Fix slow container shutdown

Today I was working in a dev environment where everything was done within containers and docker-compose was used to define the services. Usually, when I work on my own projects in this way I don’t have to rebuild containers every time I make changes to my code to reflect those changes but in this special case, there was no getting around it. Every time I made changes to the code I had to rebuild the container and run it again. The annoying part was that it took such a long time to re-up the container because the stop process took such a long time. I investigated it and it seems I have been running my apps in the container as the PID 1 process. How does this happen?

There are two ways of running your containers. With CMD or ENTRYPOINT or a combination of both. For example

FROM alpine:3.6

CMD ["ping"]

and

FROM alpine:3.6
ENTRYPOINT ["ping"]
CMD ["8.8.8.8"]

are two ways of defining how your container should later be run.

CMD lets the user that runs the container overwrite the command where ENTRYPOINT does not give this freedom thus making the container a ping only app.

In both cases running the containers, the ping application is run as PID 1 and comes with a bunch of responsibilities and edge cases that we have not anticipated - notably the handling of SIGTERMs.
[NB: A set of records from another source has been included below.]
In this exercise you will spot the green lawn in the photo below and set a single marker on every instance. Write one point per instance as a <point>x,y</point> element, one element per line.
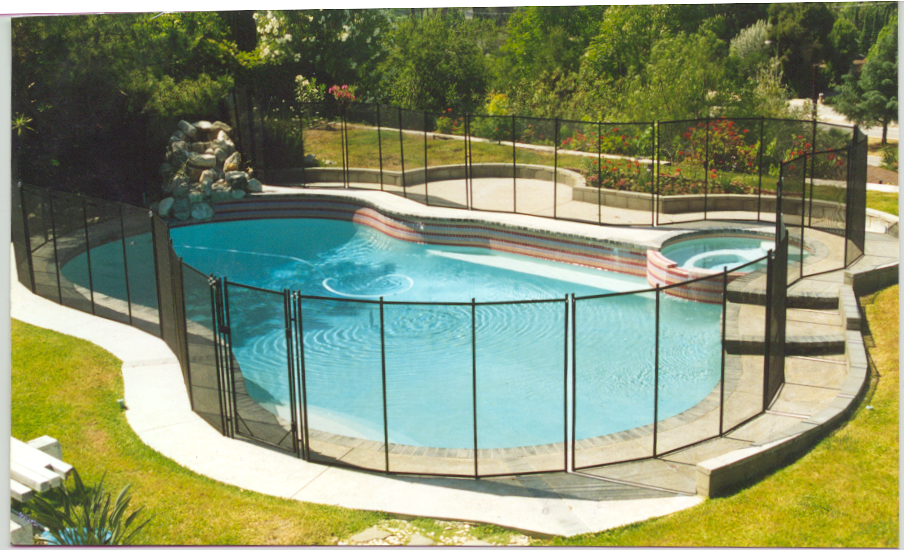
<point>67,388</point>
<point>843,493</point>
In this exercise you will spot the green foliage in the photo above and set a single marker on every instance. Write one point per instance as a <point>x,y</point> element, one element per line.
<point>188,97</point>
<point>872,97</point>
<point>338,46</point>
<point>844,40</point>
<point>82,515</point>
<point>749,47</point>
<point>545,39</point>
<point>802,31</point>
<point>435,64</point>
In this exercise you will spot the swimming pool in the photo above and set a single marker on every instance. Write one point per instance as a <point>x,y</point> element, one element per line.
<point>343,268</point>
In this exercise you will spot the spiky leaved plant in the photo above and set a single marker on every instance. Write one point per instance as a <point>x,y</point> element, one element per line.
<point>82,515</point>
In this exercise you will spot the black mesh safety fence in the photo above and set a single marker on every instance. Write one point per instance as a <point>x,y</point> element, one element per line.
<point>413,138</point>
<point>494,185</point>
<point>165,286</point>
<point>205,390</point>
<point>521,346</point>
<point>447,183</point>
<point>259,370</point>
<point>73,257</point>
<point>689,373</point>
<point>106,252</point>
<point>389,149</point>
<point>614,378</point>
<point>793,208</point>
<point>42,245</point>
<point>429,401</point>
<point>856,199</point>
<point>776,315</point>
<point>342,387</point>
<point>363,145</point>
<point>683,168</point>
<point>323,140</point>
<point>733,164</point>
<point>20,238</point>
<point>141,268</point>
<point>578,151</point>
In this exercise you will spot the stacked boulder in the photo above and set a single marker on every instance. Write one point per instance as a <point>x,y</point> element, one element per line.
<point>202,167</point>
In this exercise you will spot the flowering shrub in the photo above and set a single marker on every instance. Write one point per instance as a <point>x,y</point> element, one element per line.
<point>343,94</point>
<point>728,148</point>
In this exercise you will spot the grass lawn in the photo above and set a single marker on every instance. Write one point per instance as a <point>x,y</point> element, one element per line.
<point>67,388</point>
<point>843,493</point>
<point>884,202</point>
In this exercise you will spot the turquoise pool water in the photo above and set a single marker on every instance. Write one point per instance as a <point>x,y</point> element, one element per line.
<point>517,362</point>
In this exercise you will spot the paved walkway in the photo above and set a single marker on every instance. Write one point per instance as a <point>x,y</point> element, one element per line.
<point>556,504</point>
<point>159,412</point>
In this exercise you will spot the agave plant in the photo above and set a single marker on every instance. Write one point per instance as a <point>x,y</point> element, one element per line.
<point>82,515</point>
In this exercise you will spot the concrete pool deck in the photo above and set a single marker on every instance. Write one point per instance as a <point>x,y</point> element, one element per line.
<point>552,504</point>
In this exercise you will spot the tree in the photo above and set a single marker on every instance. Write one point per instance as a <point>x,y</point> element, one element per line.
<point>872,98</point>
<point>436,63</point>
<point>802,32</point>
<point>544,40</point>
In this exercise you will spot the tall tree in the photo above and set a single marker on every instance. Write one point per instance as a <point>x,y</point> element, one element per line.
<point>802,32</point>
<point>436,63</point>
<point>872,97</point>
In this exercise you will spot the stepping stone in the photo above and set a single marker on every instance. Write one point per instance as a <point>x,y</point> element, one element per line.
<point>369,534</point>
<point>418,539</point>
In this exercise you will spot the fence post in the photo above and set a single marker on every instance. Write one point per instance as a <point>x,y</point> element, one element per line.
<point>56,261</point>
<point>574,380</point>
<point>402,153</point>
<point>759,192</point>
<point>722,347</point>
<point>154,238</point>
<point>380,146</point>
<point>88,252</point>
<point>474,378</point>
<point>656,377</point>
<point>426,193</point>
<point>706,177</point>
<point>383,362</point>
<point>514,169</point>
<point>767,352</point>
<point>654,154</point>
<point>469,182</point>
<point>27,239</point>
<point>565,390</point>
<point>555,169</point>
<point>599,177</point>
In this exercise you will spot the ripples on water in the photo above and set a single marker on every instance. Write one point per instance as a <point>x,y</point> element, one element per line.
<point>519,348</point>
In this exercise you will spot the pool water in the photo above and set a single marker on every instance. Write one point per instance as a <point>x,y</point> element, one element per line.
<point>518,359</point>
<point>717,253</point>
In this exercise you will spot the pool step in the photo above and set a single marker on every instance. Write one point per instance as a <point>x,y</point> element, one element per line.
<point>815,293</point>
<point>809,332</point>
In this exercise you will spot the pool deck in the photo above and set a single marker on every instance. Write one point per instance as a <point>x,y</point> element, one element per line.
<point>544,504</point>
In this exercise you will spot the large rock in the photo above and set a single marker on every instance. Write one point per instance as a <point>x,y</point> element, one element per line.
<point>187,129</point>
<point>233,162</point>
<point>202,161</point>
<point>237,179</point>
<point>208,176</point>
<point>182,209</point>
<point>221,127</point>
<point>202,211</point>
<point>165,207</point>
<point>254,186</point>
<point>220,191</point>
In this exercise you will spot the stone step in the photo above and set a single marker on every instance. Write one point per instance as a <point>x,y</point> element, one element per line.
<point>808,332</point>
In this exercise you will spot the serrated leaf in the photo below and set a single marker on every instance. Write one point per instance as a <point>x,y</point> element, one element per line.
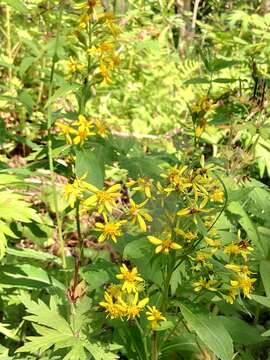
<point>247,224</point>
<point>89,162</point>
<point>99,353</point>
<point>136,249</point>
<point>211,331</point>
<point>265,301</point>
<point>17,5</point>
<point>265,274</point>
<point>241,332</point>
<point>197,80</point>
<point>61,92</point>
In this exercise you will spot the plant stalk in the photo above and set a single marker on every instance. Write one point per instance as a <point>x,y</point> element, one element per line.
<point>50,153</point>
<point>9,47</point>
<point>154,351</point>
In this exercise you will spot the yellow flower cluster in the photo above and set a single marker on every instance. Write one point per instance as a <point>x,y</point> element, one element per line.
<point>228,284</point>
<point>122,300</point>
<point>82,129</point>
<point>102,48</point>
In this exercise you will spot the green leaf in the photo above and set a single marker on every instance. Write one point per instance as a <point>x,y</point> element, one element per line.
<point>89,162</point>
<point>99,352</point>
<point>197,80</point>
<point>136,249</point>
<point>265,274</point>
<point>224,80</point>
<point>211,331</point>
<point>33,254</point>
<point>246,223</point>
<point>17,5</point>
<point>265,301</point>
<point>219,64</point>
<point>241,332</point>
<point>61,92</point>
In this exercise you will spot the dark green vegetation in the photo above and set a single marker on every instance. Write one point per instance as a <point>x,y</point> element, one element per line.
<point>134,180</point>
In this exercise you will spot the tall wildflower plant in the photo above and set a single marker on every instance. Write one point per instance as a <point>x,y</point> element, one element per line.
<point>168,249</point>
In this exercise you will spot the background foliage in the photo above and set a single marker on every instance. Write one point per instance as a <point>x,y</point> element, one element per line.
<point>188,86</point>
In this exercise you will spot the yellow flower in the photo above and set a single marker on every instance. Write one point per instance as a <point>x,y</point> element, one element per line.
<point>66,130</point>
<point>102,48</point>
<point>238,249</point>
<point>195,209</point>
<point>154,316</point>
<point>230,296</point>
<point>144,185</point>
<point>84,20</point>
<point>74,191</point>
<point>238,268</point>
<point>103,199</point>
<point>139,215</point>
<point>130,277</point>
<point>189,236</point>
<point>201,256</point>
<point>101,128</point>
<point>246,284</point>
<point>205,284</point>
<point>89,4</point>
<point>114,290</point>
<point>110,229</point>
<point>134,308</point>
<point>177,179</point>
<point>103,69</point>
<point>217,195</point>
<point>84,130</point>
<point>212,242</point>
<point>74,66</point>
<point>164,245</point>
<point>115,310</point>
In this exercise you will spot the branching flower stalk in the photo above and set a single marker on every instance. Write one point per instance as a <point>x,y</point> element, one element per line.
<point>50,154</point>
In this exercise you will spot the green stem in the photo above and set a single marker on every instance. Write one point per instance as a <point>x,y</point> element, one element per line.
<point>144,339</point>
<point>9,48</point>
<point>50,153</point>
<point>154,351</point>
<point>170,270</point>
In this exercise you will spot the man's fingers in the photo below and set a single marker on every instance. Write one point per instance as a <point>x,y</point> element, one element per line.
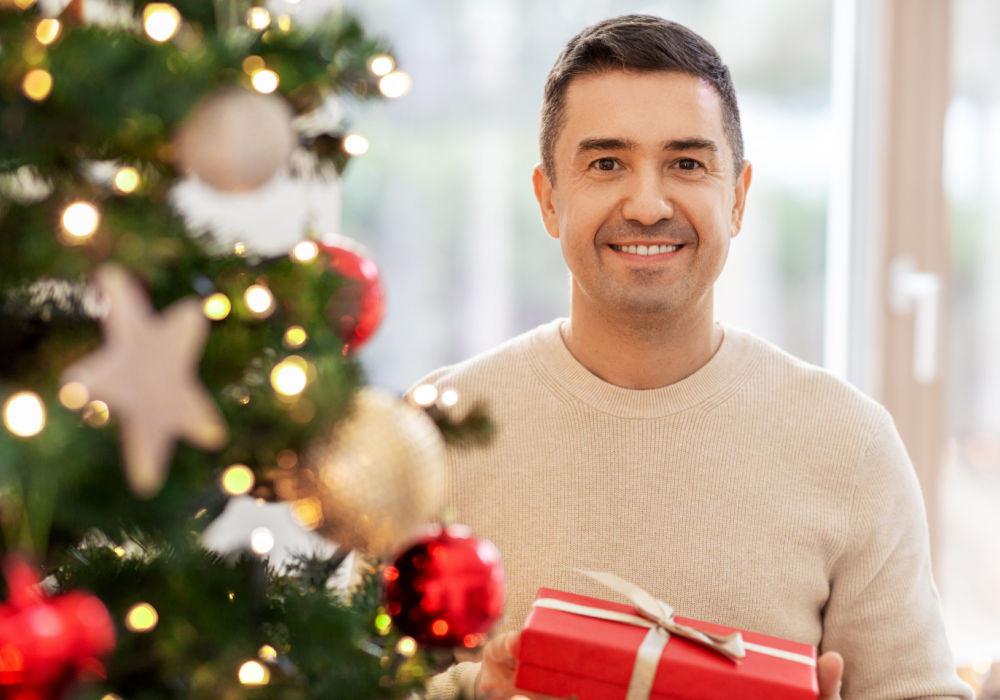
<point>830,670</point>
Lets have a look at the container

docker run --rm -it --name pinger donchev7/alpine-pinger

PING 8.8.8.8 (8.8.8.8): 56 data bytes
64 bytes from 8.8.8.8: seq=0 ttl=59 time=10.643 ms
64 bytes from 8.8.8.8: seq=1 ttl=59 time=9.861 ms
64 bytes from 8.8.8.8: seq=2 ttl=59 time=12.448 ms

The donchev7/alpine-pinger image is only 3.97MB, you should have no problem running this container in seconds.

While the container is running issue this command in another terminal window

docker exec pinger ps aux

you should see the following

docker exec pinger ps aux                               
PID   USER     TIME   COMMAND
1     root     0:00   ping 8.8.8.8
7     root     0:00   ps aux

There it is, ping is PID 1

Connecting the dots

When we issue a docker stop command the docker daemon sends a SIGTERM signal to stop our pinger but since it’s PID 1 nothing happens and after a while (10s) the docker daemon loses its patience with the container and sends a SIGKILL. Why does this happen? Obviously, because our application running in the container wasn’t programmed to listen to SIGTERM.

While still having your pinger container running run the following

time docker stop pinger

On my computer it took 10,577 seconds to stop the container. That’s crazy, containers should be lighting fast :)

Solutions

Add STOPSIGNAL SIGINT to your Dockerfile (this is a quick & dirty solution and only takes care of one edge case and shouldn’t actually be used
Avoid being PID 1 when you run ad-hoc docker run commands you can pass the–init flagand your app won’t become PID 1

Let’s test the second solution out. Run the pinger again this time passing the –init flag like so

docker run --rm -it --name pinger --init donchev7/alpine-pinger

and then

time docker stop pinger

Now it takes around 500ms to stop the running container!

Bonus

If you are using docker-compose and a YML version 2.2 or 2.3 you can do the same

version: '2.3'
services:
  pinger:
    image: donchev7/alpine-pinger
    init: true

save this in a docker-compose.yml file and your docker-compose stop command should be lightning fast!